Rewarded with better healthcare than the STEM worker.

Paying for healthcare that is inferior to Medicaid.
But keep up the cherry-picking comparisons. It makes you look cool.

Obvious solution is to quit your job and become poor so you get so-called better healthcare. Of course, that’s if you measure quality of healthcare solely by cost.

I’m fairly certain the OP can purchase health insurance that far surpasses what Medicaid offers.

Complaining that poor people get stuff for free because they are poor is the epitome of cool I guess.

I don’t really have a dog in this fight but it is clear you are either being purposely obtuse or missing the point. The complaint is that people who don’t work are getting better healthcare than the person who works in STEM and, to add insult to injury, they are getting it for free.

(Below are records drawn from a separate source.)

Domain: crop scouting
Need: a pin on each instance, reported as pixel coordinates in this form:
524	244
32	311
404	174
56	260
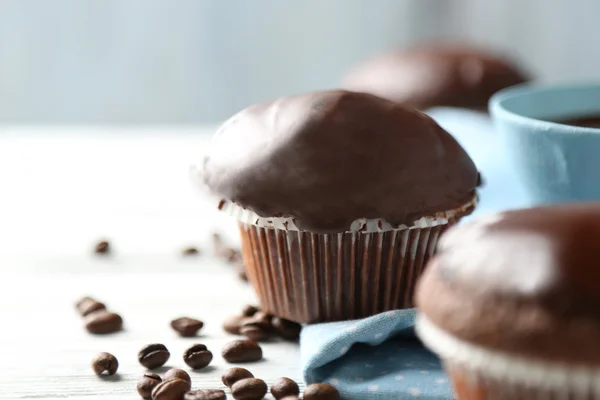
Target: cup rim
498	110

Sure the could become poor and get the good healthcare, but then they wouldn’t be working in STEM. Sure they could spend lots of money and get health insurance that is better than Medicaid, but it would not be free like Medicaid. It’s not that poor people get stuff for free, it’s that they get stuff on the taxpayer dime that is better than what the taxpayer gets.

Whatever. Personally I doubt very much that Medicaid is better than almost any employer offered medical benefit in this country. If the OP is a STEM worker and they have worse coverage than Medicaid, they need to find a new job, something that is not that hard to do for the average STEM worker. I find the OP’s argument analogous to the whole welfare queen meme that was used to stick it to poor people 20 years ago and I believe it is probably full of shit.

No I’m not being purposely obtuse. Poor people don’t get better stuff on the taxpayer dime that is better than what the taxpayer gets. It’s simply better than what the OP’s company provides. If anything, instead of being mad about poor people getting so-called better stuff, the OP should be railing against his company for providing insurance that is shittier than what people can get for free because they are lucky enough to be poor.

That’s not true for the particular tax payer we are talking about. That the poor get a better deal than this particular taxpayer on healthcare is the claim, and I see no reason to refute it.

And this is not what the OP resents about these people. I assume the OP feels the same way I do on the subject, “Good, it is good that these people are getting the healthcare that they need.”

The thing that bothers the OP, and myself as well, is that these people are not just ungrateful, as I don’t really care about gratitude either, but actually trying to harm others in the same or worse position than themselves, even at a cost to themselves.